Lesser Shrew, she was sick with a bad case of kennel cough and is still on antibiotics, but hasn't had any problems with messing in the house. We're taking her out regularly and we know the barking / whining is definitely not about needing to go out.

When talking about this with a friend, he pointed out that she is probably trying to keep her "pack" together, which as a border collie mix makes a lot of sense.

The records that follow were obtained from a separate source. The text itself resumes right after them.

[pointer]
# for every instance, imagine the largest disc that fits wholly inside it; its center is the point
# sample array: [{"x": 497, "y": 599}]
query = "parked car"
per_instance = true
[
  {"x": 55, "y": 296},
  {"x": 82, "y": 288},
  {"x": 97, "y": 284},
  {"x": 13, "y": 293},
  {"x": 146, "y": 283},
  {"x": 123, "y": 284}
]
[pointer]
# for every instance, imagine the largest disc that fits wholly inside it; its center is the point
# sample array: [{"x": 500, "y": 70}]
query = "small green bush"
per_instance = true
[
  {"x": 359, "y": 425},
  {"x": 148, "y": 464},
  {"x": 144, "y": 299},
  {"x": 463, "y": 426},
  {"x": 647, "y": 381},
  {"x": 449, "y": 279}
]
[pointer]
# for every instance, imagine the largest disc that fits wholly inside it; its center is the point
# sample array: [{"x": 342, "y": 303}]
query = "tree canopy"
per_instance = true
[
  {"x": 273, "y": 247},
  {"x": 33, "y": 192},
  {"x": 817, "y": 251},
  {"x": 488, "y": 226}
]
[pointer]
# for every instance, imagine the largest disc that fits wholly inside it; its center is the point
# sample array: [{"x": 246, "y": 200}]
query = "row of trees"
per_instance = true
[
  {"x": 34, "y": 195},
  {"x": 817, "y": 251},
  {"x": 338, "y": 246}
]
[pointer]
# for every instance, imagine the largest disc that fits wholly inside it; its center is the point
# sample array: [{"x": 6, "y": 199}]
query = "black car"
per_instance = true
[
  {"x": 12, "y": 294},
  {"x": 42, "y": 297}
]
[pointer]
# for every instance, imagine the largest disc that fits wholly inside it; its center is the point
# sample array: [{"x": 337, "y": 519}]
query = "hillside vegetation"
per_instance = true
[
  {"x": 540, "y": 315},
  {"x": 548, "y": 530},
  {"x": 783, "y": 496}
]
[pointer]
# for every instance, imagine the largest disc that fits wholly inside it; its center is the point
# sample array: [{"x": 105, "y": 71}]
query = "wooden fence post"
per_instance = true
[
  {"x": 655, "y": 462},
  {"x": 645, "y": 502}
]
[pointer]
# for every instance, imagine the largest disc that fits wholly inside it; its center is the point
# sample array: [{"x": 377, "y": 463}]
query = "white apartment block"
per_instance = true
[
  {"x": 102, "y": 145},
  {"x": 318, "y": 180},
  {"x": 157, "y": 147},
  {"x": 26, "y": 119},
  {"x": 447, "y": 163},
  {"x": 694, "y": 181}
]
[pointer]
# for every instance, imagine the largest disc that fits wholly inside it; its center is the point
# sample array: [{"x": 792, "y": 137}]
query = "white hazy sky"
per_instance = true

Last night, we ran into the same problem again. (FWIW, this is definitely not an exercise issue, as she was out of her crate all day yesterday and went on a nice 1.5 mile hike. Also not a bathroom issue, as she had just been out to do her business.) We put her in the crate (which she now goes in of her own free will!) and got ready for bed. I got in bed, and my husband left the room to finish up some things downstairs. Shortly after he left, the whining and barking started. I let it go for a few minutes to see if she would stop on her own, but it was escalating to scratching at the crate bed and door. I tried yelling "Quiet!" and praising her when she was, but this just seemed to aggravate the situation. I finally got out of bed, crouched in front of her crate, stared her in the eyes, and told her "SIT!" (which she knows very well). She sat and stopped barking. I got up, closed the bedroom door and got back in bed. She didn't make another peep! My husband came back in the room a few minutes later and everything was just fine. So maybe we had a breakthrough last night, where she learned making a fuss won't get her out of the crate? I guess time will tell. I'm thinking in the meantime, we need to gradually get her used to being comfortable with having each of us in different, possibly inaccessible, rooms.